Leonard Skinner, the namesake behind the legendary Jacksonville band Lynyrd Skynyrd, died in his sleep at age 77 in the early morning Sept. 20.
Skinner had been a resident of St. Catherine Laboure Manor, a nursing home in Riverside. He was found dead around 2:30 a.m. He had Alzheimer’s disease.
His son, named Leonard Skinner, as well, said the last thing his father ate was a bowl of ice cream.
Skinner taught and coached in schools until 1969, after retiring from Robert E. Lee High School. Lynyrd Skynyrd would later name the band as a tribute to the gym teacher.
Skinner eventually became friends with some of the members of the band after they came to The Still, a bar the ex-coach opened on San Juan Avenue. Skinner also named a couple of Jacksonville Beach bars after himself to capitalize on the fame.

Around the Nation
Obama’s top economic adviser to step down at end of the year

Larry Summers will be stepping down from his post as the Obama administration’s top economic adviser at the end of 2010.
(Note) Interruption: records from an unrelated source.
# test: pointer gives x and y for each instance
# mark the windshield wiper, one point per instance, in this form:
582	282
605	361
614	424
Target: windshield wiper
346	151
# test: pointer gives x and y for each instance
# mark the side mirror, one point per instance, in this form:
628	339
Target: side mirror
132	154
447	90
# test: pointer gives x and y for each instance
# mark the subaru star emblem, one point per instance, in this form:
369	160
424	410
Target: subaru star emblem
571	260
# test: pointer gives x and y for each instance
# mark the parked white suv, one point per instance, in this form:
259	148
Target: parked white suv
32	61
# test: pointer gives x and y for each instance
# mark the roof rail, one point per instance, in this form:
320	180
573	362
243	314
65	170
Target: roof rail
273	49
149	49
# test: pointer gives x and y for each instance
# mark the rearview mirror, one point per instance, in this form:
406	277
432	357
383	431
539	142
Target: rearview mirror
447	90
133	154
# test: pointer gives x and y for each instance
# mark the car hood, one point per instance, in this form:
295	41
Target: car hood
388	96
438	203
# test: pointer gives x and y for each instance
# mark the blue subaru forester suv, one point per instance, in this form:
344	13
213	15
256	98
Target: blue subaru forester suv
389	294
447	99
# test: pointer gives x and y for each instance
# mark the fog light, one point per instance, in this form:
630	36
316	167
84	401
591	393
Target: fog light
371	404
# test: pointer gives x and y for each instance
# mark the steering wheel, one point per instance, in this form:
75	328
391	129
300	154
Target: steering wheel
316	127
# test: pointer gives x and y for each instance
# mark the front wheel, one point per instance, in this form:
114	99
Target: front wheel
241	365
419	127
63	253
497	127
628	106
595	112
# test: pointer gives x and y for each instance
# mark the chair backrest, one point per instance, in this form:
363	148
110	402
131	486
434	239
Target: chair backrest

The White House announced this Sept. 21 as Barack Obama commended Summers for his “brilliance, experience and judgment.”
“Over the past two years, he has helped guide us from the depths of the worst recession since the 1930s to renewed growth,” Obama said. “And while we have much work ahead to repair the damage done by the recession, we are on a better path thanks in no small measure to Larry’s wise counsel.”
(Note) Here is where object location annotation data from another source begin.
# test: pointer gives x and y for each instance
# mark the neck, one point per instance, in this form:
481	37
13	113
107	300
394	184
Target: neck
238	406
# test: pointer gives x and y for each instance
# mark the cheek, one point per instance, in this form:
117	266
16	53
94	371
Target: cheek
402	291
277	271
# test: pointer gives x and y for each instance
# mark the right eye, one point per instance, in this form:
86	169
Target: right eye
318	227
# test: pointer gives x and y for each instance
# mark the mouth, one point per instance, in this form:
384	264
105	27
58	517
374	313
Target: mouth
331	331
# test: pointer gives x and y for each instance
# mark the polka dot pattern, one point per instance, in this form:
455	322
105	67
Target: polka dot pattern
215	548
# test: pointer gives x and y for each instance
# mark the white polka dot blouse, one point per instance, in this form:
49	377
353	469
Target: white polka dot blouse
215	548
Summer’s departure is the second high-profile exit from the president’s economic team, and it comes during a time when the administration deals with negative reviews on the economic policies. A CNN-Opinion Research Corp. poll conducted in early September showed nearly 60 percent of Americans disapproved of the administration’s handling of the economy.

Around the World
Vatican Bank to undergo investigation into potential money-laundering plan

Italian authorities are looking into the Vatican Bank over potential violations to money-laundering rules.
Two wire transfers that the Vatican Bank asked Credito Artigiano to carry out prompted the Bank of Italy to start an investigation.
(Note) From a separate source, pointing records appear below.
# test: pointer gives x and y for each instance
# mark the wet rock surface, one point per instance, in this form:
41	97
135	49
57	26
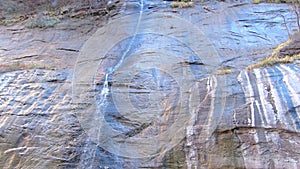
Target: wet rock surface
141	90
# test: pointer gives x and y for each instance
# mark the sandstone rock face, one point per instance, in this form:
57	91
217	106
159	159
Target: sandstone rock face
144	90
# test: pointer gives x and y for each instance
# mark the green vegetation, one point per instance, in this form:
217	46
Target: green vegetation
21	66
42	22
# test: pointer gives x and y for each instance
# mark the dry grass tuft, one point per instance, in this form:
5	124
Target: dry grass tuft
21	66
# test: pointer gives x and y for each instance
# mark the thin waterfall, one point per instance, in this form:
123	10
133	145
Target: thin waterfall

Another Italian bank notified investigators with the Bank of Italy about these transactions that did not seem to follow anti-money-laundering requirements, the Bank of Italy said.
The Vatican Bank is “the most secret bank in the world,” money-laundering expert Jeffrey said Sept. 21. He said there is no way to find out how much money it controls.
The Vatican Bank’s income resources include large numbers of real estate, Robinson said.
The Vatican Bank has to follow strict anti-money-laundering rules since Italian law does not deem it to be operating within the European Union.